I am somewhat more skeptical. First, it is unfortunate that the Supreme Court does not mention the UNGPs in its considerations, or the human rights framework in general. Given that the parties’ submissions had not relied on the international context, the Court was within its right to do so; but it was highlighted in the intervention by the International Commission of Jurists and the CORE coalition, which the Court chose not to engage with. The Court thereby ignores that from the perspective of international human rights law, it is an organ of the state that can help discharge the state’s obligations and responsibilities – including the obligation to prevent denial of justice.
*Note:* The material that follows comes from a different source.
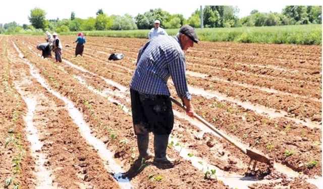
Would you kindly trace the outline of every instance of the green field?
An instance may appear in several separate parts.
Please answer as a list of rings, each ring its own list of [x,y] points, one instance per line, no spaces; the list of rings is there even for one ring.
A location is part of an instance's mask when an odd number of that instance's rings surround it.
[[[201,41],[306,45],[321,45],[322,41],[321,24],[197,28],[196,30]],[[170,35],[175,35],[178,29],[168,29],[167,31]],[[149,30],[90,31],[83,32],[86,36],[148,38]],[[70,32],[60,34],[75,35],[76,36],[78,33]],[[38,33],[37,34],[40,34]]]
Second, the burden is on the claimants to show that there is a risk that they cannot obtain substantial justice in the alternate forum. Like the lower courts, the Supreme Court notes that this assessment has to be made with restraint on accounts of comity towards the foreign legal system [paras. 96-97]. That requires the claimants to present ‘cogent evidence’ that there is such a risk, although the Court does not elaborate when that evidence may be sufficient. Because avoiding the risk of irreconcilable judgments is no longer a “trump card” in favor of England as the appropriate forum, this introduces an additional hurdle for claimants looking for access to justice.

Third, under the ‘necessary and proper party’ gateway, courts are only required to examine access to justice issues if they have already established that (a) there is an arguable claim against a UK-domiciled defendant, such as a parent company, and (b) that there is an alternate forum that is more closely connected to the case. A court may thus conclude that there is no access to justice for the claimants in a foreign forum, but nevertheless not find jurisdiction over a foreign subsidiary for lack of a sufficiently well-argued claim against an anchor defendant.
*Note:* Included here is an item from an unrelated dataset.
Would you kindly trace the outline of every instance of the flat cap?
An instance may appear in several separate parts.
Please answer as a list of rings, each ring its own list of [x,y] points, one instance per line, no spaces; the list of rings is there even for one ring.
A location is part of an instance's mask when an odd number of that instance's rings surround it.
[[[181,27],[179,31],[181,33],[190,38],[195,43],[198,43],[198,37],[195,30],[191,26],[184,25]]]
Indeed, in AAA v. Unilever Plc and anor, Justice Lang writing for the High Court came to just that conclusion. Having already held that there was no arguable case against the English anchor defendant under the ‘necessary and proper party’ test, Laing J also examined whether the claimants could obtain substantial justice in Kenya, the more appropriate forum. She observed that due to the claimants’ legitimate fear for their safety if they would pursue their claims there, significant corruption issues in the Kenyan judiciary and lack of adequate funding for their case, there was a real risk that they could not obtain substantial justice [AAA v. Unilever, para. 172]. This effectively means that the claimants will very likely face denial of justice, which I would submit is an absurd conclusion for a court to reach.
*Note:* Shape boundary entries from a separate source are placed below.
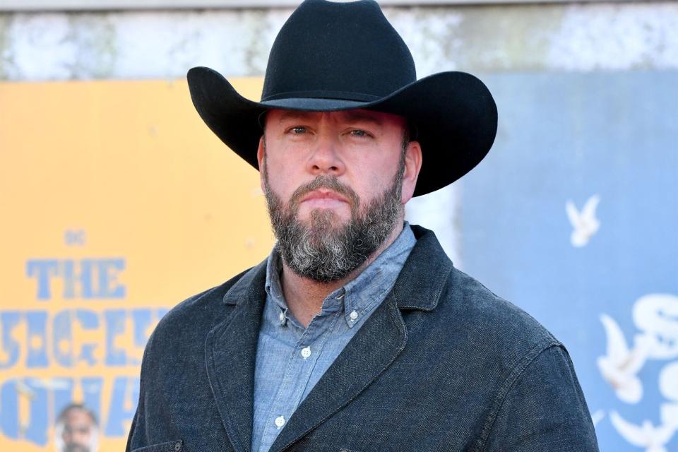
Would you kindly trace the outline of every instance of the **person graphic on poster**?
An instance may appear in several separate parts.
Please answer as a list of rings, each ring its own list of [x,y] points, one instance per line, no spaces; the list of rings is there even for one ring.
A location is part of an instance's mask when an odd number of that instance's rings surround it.
[[[54,424],[56,452],[96,452],[99,450],[99,424],[96,415],[81,403],[64,408]]]

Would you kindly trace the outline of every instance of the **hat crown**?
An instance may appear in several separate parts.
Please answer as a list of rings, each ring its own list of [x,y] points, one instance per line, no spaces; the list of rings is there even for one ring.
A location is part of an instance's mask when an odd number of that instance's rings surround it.
[[[271,48],[261,100],[369,102],[417,80],[410,49],[373,0],[306,0]]]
How then to resolve this? One possibility is to further centralize access to justice as a relevant factor in the assertion of jurisdiction, by adopting forum necessitatis (or forum of necessity)as a ground for jurisdiction. As I have argued elsewhere, forum necessitatis is already common in most continental European jurisdictions and in Canada. A court can exercise necessity jurisdiction over a case if it is either impossible or unreasonable to bring the case in its more natural forum, and there is some connection to the state exercising forum necessitatis. The ‘impossibility and unreasonableness’ criterion could be satisfied with the same evidence that there is a risk of not obtaining substantial justice, whereas the connectivity requirement could be satisfied through the presence of a closely involved parent company domiciled in the state exercising necessity jurisdiction.

Of course it was not up to the Supreme Court to change the Civil Procedure Rules to accommodate cases like Vedanta v. Lungowe, or any other foreign direct liability case. It is however up to the United Kingdom as a state party to several core human rights treaties, to consider whether it can provide a residual forum, or leave foreign victims of harmful acts by corporations to face denial of justice.